Working Too Much Doesn't Ruin Your Relationship, New Study Says, But These Things Can
To anyone who’s ever dated someone who’s given the excuse that they’re too busy with work to maintain an actual relationship, science says, that’s total BS. In fact, as a new study published in the journal Human Relations found, there is no negative association between the hours one works and relationship satisfaction.
Dana Unger of ETH Zurich, Switzerland and her team of researchers from several universities in Germany, studied 285 couples to determine the effect working hours had on romantic relationships. As they noted in their study, “conventional wisdom and research” has suggested that partners who both work must decide whether to place more importance on their careers or relationships. The assumption is, one must suffer in order for the other to thrive.

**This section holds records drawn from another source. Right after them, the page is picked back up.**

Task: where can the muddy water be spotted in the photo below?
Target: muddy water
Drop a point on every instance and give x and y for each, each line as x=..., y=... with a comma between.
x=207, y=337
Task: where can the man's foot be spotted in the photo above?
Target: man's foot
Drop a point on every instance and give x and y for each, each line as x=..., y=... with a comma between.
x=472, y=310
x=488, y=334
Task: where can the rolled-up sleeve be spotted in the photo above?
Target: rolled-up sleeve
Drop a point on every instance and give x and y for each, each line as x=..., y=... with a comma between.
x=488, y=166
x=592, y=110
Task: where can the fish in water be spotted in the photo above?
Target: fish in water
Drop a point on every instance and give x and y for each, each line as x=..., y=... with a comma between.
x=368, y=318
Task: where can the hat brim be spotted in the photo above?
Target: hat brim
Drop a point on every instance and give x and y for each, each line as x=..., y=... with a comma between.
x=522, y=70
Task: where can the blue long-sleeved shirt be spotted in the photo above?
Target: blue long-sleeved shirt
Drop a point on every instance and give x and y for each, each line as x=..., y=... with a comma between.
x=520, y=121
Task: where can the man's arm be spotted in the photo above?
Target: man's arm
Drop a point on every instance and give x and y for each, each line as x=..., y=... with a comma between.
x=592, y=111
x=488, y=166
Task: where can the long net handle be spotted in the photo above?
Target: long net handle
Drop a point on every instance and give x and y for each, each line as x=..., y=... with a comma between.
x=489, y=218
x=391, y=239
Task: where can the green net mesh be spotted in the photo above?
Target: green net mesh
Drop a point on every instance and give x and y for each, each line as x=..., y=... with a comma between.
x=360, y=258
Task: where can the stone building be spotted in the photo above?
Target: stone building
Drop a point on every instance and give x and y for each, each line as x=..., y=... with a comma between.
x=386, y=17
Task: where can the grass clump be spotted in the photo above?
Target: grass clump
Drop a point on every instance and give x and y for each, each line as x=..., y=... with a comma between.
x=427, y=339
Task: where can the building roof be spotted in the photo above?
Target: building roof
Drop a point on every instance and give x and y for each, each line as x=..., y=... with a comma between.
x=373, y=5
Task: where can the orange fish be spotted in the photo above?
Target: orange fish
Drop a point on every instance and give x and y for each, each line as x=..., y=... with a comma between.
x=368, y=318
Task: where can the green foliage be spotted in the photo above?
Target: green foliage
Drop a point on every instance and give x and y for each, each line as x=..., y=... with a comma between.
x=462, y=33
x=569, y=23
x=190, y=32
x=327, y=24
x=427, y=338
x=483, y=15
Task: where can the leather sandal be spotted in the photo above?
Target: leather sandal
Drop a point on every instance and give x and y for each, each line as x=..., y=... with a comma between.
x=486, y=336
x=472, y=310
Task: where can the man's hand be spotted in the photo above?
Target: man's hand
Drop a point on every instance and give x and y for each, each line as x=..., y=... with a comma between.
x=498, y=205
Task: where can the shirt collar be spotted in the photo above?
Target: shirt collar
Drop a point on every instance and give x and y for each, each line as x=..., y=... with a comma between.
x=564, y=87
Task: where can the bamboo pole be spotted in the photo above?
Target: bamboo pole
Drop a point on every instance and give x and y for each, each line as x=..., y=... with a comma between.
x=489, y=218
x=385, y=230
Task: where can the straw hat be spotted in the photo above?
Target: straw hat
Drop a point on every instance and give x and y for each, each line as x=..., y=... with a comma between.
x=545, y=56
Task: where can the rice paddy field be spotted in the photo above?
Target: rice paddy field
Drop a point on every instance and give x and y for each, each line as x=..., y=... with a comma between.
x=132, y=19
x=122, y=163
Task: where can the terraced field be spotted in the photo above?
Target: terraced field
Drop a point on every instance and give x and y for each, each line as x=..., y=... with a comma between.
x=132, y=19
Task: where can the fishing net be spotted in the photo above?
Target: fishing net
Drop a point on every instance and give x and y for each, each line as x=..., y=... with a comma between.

But when researchers studied the associations between the participants’ working time, private lives and overall happiness in their relationships, it was found that couples actually compensated for lost relationship time at work by making the most out of the time spent with their partners after work. As it is, career-driven people who invest long hours into work and actively pursue their career goals are very aware that they can’t have everything in their private lives. Because of this, their “relationship goals” tend to be much lower. When their relationship goals are lower and achievable, relationship satisfaction is higher. Neither partner feels like they are failing the other.
As this study has found, working too much doesn’t actually affect your relationship unless you let it. But here are five everyday things that could:
1. Your Commute
A 2011 study conducted by researchers from Umea University in Sweden found that a 45-minute commute each way increases the likelihood that a couple will break up by about 40 percent. Researchers studied two million couples over a span of 10 years and found that the relationship costs of traveling for work may actually outweigh the monetary gains. As the study pointed out, if one partner commutes further for work, the other might get stuck with household duties, putting the equality of household and familial responsibilities out of balance.
2. Your In-Laws
If you’re not BFFs with your partner’s mom, then don’t worry. That might actually be a good thing. According to a 2012 study conducted by researchers at the University of Michigan’s Institute for Social Research, hetero couples were found to have a 20 percent higher chance of breaking up when a woman was close with her partner's parents. However, when a man reported to being close with his wife’s parents, the divorce risk actually decreased by 20 percent. According to the study, women tend to like it when men can fully integrate themselves into their families. But some men may see it as a manipulative move on their partner’s end to try and change him.
3. Your Meds
Certain medications can have side effects that can alter your mood and behavior. As a 2014 University of California, San Diego study found, two common types of antidepressants were found to negatively effect some users’ love lives. In a study of 192 depression patients, the use of antidepressants seemed to influence the love people had for their partners, causing losses of sex drive and romantic feelings.
4. Being Hangry
Leave no lunch behind! According to a 2014 study by the The Ohio State University of 107 married couples, being hangry (hungry + angry) is linked to marital arguments, confrontations and even domestic violence.
5. Your Smartphone
It’s no secret that many people believe technology is a relationship killer. As a 2012 University of Essex study found, couples who tried to have conversations with their partners while their cell phones were close by, felt less trust and empathy from their partners.